4-bit Conformer with Native Quantization Aware Training for Speech Recognition
This work addresses the need for efficient speech recognition models in live applications, representing an incremental improvement over existing 8-bit quantization methods.
The paper tackled the problem of reducing latency and model size for live automatic speech recognition by proposing a 4-bit quantization technique with native quantization aware training, achieving lossless models with 5.8x and 5x size reductions on the LibriSpeech dataset and a practical large-scale system, respectively.

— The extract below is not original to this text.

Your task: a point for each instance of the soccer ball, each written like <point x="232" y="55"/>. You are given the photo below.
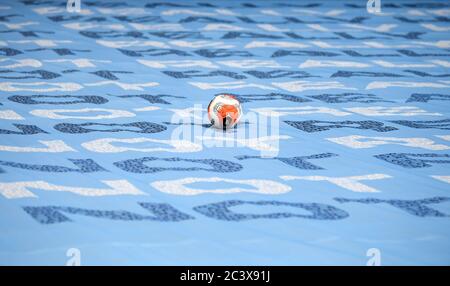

Reducing the latency and model size has always been a significant research problem for live Automatic Speech Recognition (ASR) application scenarios. Along this direction, model quantization has become an increasingly popular approach to compress neural networks and reduce computation cost. Most of the existing practical ASR systems apply post-training 8-bit quantization. To achieve a higher compression rate without introducing additional performance regression, in this study, we propose to develop 4-bit ASR models with native quantization aware training, which leverages native integer operations to effectively optimize both training and inference. We conducted two experiments on state-of-the-art Conformer-based ASR models to evaluate our proposed quantization technique. First, we explored the impact of different precisions for both weight and activation quantization on the LibriSpeech dataset, and obtained a lossless 4-bit Conformer model with 5.8x size reduction compared to the float32 model. Following this, we for the first time investigated and revealed the viability of 4-bit quantization on a practical ASR system that is trained with large-scale datasets, and produced a lossless Conformer ASR model with mixed 4-bit and 8-bit weights that has 5x size reduction compared to the float32 model.